I have set out the reasons for this below.
The information requested, if held, is not held in a format that would allow its locating and extraction within the permitted 18 hour threshold. Each and every collision would need to be reviewed to see if any note had been made of accidents involving delivery bike riders, motor cyclers, scooter riders or any other form from food delivery companies such as Just Eat, Deliveroo, Uber eats and etc. With approximately 8000 collisions in the force area per year, even at a conservative estimate of 5 minutes per record, which we have considered as reasonable, we have estimated that to extract this information for a one year period alone would take over 666 hours, therefore Section 12(2) is relevant.
It should be noted that if it had not been recorded on systems that the officer dealing would need to be contacted to see if they had recorded whether an accident had involved delivery bike riders, motor cyclers, scooter riders or any other form from food delivery companies such as Just Eat, Deliveroo, Uber eats etc. Obviously this would then add considerably to the time.
When applying Section 12 exemption our duty to assist under Section 16 of the Act would normally entail that we contact you to determine whether it is possible to refine the scope of your request to bring it within the cost limits. However, from the information we have outlined above I see no reasonable way in which we can do so.
If you decide to write an article / use the enclosed data we would ask you to take into consideration the factors highlighted in this document so as to not mislead members of the public or official bodies, or misrepresent the relevance of the whole or any part of this disclosed material.
Due to the different methods of recording information across 43 forces, a specific response from one constabulary should not be seen as an indication of what information could be supplied (within cost) by another.

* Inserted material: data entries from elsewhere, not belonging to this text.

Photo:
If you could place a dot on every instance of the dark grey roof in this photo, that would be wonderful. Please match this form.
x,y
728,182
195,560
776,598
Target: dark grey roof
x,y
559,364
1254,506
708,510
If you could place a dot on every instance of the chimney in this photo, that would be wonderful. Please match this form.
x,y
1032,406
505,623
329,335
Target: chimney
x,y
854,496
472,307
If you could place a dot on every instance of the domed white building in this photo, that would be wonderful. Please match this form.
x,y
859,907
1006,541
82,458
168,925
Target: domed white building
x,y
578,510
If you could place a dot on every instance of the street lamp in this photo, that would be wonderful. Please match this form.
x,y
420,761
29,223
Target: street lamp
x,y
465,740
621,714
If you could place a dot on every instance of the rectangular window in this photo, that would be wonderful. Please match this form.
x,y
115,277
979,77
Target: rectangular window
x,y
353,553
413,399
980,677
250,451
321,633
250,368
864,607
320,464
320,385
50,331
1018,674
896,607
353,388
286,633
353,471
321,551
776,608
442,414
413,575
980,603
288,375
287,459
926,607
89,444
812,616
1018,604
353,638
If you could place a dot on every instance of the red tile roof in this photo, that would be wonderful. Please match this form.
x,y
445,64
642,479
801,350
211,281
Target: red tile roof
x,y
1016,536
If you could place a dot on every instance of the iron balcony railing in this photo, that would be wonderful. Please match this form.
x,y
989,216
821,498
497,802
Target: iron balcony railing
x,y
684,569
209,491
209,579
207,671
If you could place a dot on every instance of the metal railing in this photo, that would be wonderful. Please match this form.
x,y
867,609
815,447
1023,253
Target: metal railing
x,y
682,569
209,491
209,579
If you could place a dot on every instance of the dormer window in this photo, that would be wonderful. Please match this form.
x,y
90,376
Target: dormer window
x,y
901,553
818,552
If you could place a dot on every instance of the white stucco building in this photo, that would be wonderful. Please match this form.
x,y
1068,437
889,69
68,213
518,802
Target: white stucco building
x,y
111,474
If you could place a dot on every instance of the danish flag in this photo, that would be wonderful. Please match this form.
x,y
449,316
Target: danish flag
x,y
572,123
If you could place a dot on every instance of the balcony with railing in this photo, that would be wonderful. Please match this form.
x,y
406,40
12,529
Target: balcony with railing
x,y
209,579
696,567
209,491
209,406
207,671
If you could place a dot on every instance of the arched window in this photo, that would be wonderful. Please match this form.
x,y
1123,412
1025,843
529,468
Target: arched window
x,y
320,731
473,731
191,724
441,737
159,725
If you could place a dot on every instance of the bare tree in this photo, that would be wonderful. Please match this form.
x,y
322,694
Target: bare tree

Systems used for recording these figures are not generic, nor are the procedures used locally in capturing the data. For this reason responses between forces may differ, and should not be used for comparative purposes.
The information we have supplied to you is likely to contain intellectual property rights of Northumbria Police. Your use of the information must be strictly in accordance with the Copyright Designs and Patents Act 1988 (as amended) or such other applicable legislation. In particular, you must not re-use this information for any commercial purpose.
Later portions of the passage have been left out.